David Philips, technical officer of the Greater Manchester pension fund, which runs the local authority scheme, said: 'Originally it did not recognise post-retirement marriages.'
However, changes in legislation in 1978 meant it had to pay some benefits to the surviving spouse of a post-retirement marriage. 'The benefit would be half that accrued after that date,' he said.
Some occupational schemes were set up this way to prevent death-bed marriages, where the purpose of the union is to pass on the pension benefit.
Other occupational schemes have very different rules. For instance, the mineworkers' pension scheme entitles the widow to two-thirds of the pension regardless of when the marriage took place.
Jon Heathfield, administrator of the mineworkers' scheme, said: 'The legal wife would be entitled to the pension benefits.
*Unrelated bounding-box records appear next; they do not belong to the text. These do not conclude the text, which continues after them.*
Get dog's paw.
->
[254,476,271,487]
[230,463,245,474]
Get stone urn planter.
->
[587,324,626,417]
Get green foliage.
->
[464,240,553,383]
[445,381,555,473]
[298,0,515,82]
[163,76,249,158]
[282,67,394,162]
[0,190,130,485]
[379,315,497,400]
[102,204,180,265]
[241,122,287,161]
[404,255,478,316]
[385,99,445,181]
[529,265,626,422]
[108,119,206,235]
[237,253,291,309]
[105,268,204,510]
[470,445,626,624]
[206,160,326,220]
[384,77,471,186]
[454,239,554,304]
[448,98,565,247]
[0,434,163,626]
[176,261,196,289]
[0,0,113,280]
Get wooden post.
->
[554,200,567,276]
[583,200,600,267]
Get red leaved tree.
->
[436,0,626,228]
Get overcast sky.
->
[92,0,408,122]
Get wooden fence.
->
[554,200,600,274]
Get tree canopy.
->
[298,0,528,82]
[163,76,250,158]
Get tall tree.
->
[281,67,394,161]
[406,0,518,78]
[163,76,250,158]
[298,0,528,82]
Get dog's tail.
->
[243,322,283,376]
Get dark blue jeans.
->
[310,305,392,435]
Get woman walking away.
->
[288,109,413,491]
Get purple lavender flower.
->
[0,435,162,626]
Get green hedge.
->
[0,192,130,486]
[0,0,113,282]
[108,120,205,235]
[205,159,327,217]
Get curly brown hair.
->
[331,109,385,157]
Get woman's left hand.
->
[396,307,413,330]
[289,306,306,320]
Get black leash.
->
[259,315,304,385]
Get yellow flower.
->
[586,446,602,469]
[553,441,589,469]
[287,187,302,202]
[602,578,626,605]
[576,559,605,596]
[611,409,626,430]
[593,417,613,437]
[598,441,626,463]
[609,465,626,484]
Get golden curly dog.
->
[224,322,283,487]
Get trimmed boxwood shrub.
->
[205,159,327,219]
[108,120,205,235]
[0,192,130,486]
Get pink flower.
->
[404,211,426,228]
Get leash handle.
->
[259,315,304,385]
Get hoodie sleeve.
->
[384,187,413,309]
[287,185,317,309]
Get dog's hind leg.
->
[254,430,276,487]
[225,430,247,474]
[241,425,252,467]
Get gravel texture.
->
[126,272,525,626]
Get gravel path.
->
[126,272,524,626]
A previous partner would not have any right to the pension.'
He said the situation would become more complicated if the member was separated but not divorced and was living with someone else.
'Both women would have a right to his pension. It would be up to the trustees to sort it out,' he added.
British Telecom pays out a maximum of half the pension benefits to the surviving spouse, again regardless of when the marriage took place.
Barclays operates the same system for its employees, but said the benefits would only be paid to a legal spouse.
Stephen Ingledew, director of the independent financial adviser Frizzells, said that personal pensions could offer a great deal more flexibility in terms of the widow's benefit.
'When you take out the pension you nominate how much you want to be for the surviving spouse,' he said.
At the moment the pension industry is discussing proposals which would make any pension benefits part of divorce settlement.